Но все же он здесь, а значит, есть надежда, что нынешний фараон не вычеркнул из памяти годы своей юности и хотя бы попытается помочь ему.
Вскоре он услышал звук открывшейся двери. Аамеса встал и сделал шаг навстречу входившим. Их было двое, и в одном он без труда узнал своего старинного друга. Второго Аамеса не знал, но был уверен, что это не кто иной, как Парамесу – верховный жрец Амона.
Даже не взглянув на посетителя, они прошли к столу и заняли пустовавшие стулья.
– Итак, мы слушаем тебя, посланец Хатхор, – обратился Парамесу ко все еще стоявшему Аамесе.
Такой прием несколько озадачил старика. Он надеялся, что встреча с другом поможет ему найти подходящие слова для объяснения сути возложенной на него высшими силами миссии, но теперь, когда эта встреча наконец состоялась, даже не представлял, с чего начать. Пауза затянулась.
– Так ты будешь говорить?
Харемхеб повернул голову в сторону Аамесы и впервые взглянул на него. Их глаза встретились. Надменное еще мгновение назад лицо фараона вдруг изменилось.
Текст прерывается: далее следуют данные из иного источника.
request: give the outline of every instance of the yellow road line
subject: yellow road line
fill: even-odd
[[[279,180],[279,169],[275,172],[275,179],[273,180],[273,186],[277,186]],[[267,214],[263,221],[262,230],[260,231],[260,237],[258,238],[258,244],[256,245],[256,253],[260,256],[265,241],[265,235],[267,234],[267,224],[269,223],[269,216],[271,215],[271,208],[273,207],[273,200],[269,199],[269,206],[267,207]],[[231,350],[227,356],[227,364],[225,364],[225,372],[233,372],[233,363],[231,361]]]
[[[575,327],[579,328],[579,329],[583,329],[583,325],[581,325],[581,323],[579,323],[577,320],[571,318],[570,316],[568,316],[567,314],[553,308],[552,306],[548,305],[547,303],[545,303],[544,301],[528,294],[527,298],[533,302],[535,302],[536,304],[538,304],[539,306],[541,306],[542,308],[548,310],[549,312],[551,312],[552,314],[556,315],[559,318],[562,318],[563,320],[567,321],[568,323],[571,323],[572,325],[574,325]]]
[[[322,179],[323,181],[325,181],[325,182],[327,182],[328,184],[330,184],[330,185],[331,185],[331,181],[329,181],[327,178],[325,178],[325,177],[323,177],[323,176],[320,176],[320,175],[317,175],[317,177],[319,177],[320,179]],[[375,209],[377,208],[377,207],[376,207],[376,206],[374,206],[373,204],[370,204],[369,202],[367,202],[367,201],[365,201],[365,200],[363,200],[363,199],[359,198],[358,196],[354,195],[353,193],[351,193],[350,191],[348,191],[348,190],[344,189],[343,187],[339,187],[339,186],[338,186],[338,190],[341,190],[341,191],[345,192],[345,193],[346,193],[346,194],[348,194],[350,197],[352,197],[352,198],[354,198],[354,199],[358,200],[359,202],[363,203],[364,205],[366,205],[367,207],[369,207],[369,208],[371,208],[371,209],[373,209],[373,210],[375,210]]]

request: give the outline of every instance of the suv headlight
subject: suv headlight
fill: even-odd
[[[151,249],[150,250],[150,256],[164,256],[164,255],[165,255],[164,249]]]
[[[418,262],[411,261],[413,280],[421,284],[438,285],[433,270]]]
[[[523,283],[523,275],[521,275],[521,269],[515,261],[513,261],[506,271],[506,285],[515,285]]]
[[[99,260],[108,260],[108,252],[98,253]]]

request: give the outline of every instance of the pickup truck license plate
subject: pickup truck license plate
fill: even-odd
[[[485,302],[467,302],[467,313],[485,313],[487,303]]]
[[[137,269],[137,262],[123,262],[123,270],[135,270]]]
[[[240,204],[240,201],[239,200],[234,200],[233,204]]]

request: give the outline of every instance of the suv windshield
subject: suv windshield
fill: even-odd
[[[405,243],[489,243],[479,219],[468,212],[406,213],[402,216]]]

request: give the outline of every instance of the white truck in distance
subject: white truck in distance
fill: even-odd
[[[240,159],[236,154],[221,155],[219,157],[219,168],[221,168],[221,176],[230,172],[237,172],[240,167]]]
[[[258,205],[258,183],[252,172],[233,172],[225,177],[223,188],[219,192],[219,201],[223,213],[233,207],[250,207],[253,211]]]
– Не может быть! Назови свое имя, жрец.
– Годы безжалостны над нами, не так ли, владыка Египта? – улыбнувшись ответил гость.
– Аамеса! Ты ли это?
– Да, это я.
После небольшого замешательства Харемхеб встал и, подойдя к бывшему побратиму, крепко обнял его.
– Мой старинный друг! Я уже и не думал, что боги подарят мне встречу с тобой! Присаживайся. Ты, наверно, устал с дороги. Угощайся, пожалуйста. Мой дом по-прежнему это и твой дом.
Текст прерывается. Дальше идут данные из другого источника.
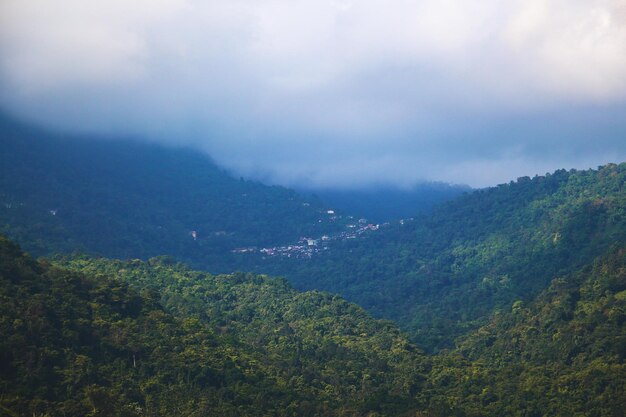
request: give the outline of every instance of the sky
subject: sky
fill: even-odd
[[[626,160],[625,0],[2,0],[0,108],[306,187]]]

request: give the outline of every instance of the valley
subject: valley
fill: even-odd
[[[8,118],[0,159],[2,415],[626,409],[626,163],[373,222]]]

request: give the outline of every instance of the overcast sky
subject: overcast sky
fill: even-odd
[[[284,185],[626,160],[626,0],[1,0],[0,107]]]

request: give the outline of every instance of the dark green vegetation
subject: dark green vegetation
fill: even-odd
[[[230,250],[346,219],[188,151],[2,123],[0,230],[144,261],[0,239],[0,416],[624,416],[624,163],[288,259]]]
[[[34,262],[0,238],[2,416],[415,410],[423,356],[337,296],[164,260],[71,266],[84,272]]]
[[[191,150],[63,137],[0,115],[0,233],[34,254],[167,254],[230,272],[233,248],[341,229],[321,202],[234,179]]]
[[[424,356],[337,296],[0,239],[0,415],[598,416],[626,409],[626,248]],[[416,414],[417,413],[417,414]]]
[[[622,246],[436,357],[423,395],[449,416],[624,416],[625,357]]]
[[[625,163],[520,178],[311,260],[259,260],[258,268],[300,289],[342,294],[437,351],[625,244],[625,182]]]

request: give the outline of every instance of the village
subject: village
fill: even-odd
[[[336,218],[334,210],[328,210],[326,214]],[[348,219],[352,219],[352,217],[348,216]],[[315,254],[329,250],[329,245],[332,242],[356,239],[366,233],[377,231],[381,227],[385,227],[388,224],[389,223],[384,223],[382,225],[372,224],[368,223],[367,219],[359,219],[355,223],[347,224],[346,230],[339,233],[323,235],[318,238],[301,237],[298,242],[285,246],[273,246],[267,248],[245,247],[233,249],[231,252],[258,253],[263,257],[281,256],[286,258],[308,259]]]

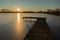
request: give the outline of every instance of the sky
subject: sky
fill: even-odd
[[[0,0],[0,9],[20,8],[24,11],[38,11],[60,8],[60,0]]]

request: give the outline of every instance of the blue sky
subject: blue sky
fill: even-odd
[[[60,8],[60,0],[0,0],[0,9],[45,10]]]

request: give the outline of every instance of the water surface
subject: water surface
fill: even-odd
[[[0,13],[0,40],[23,40],[28,28],[31,28],[23,17],[46,17],[56,40],[60,40],[60,16],[44,13]]]

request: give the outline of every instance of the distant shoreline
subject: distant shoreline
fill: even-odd
[[[0,13],[45,13],[45,14],[60,16],[60,12],[0,12]]]
[[[46,12],[45,14],[60,16],[60,12]]]

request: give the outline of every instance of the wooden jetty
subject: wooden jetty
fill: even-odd
[[[23,17],[23,19],[37,19],[24,40],[55,40],[46,18],[41,17]]]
– Спасибо, Харемхеб, – произнес, усаживаясь, Аамеса. – Я тоже счастлив видеть тебя после стольких лет разлуки.
– Расскажи, как жил ты все эти годы. Я ведь о тебе ничего не знаю. Ты так внезапно пропал, даже не простившись. Ходили слухи, что ты погиб.
– Обстоятельства вынудили меня так поступить. Мне стало известно, что жрецы убедили молодого Тутанхамона в необходимости избавиться от Мери-Ра. Нельзя было терять ни минуты. Он должен был покинуть Египет, а я, взяв десяток преданных мне людей, счел своим долгом охранять его на этом опасном пути. Мы долго скитались по пустыне, живя среди диких кочевников, пока не пришли к храму Хатхор. Жрецы знали и уважали Мери-Ра и уговорили нас остаться. Естественно, все это держалось втайне, дабы не навлечь гнев властителей Египта.
С этими словами он учтиво склонил голову.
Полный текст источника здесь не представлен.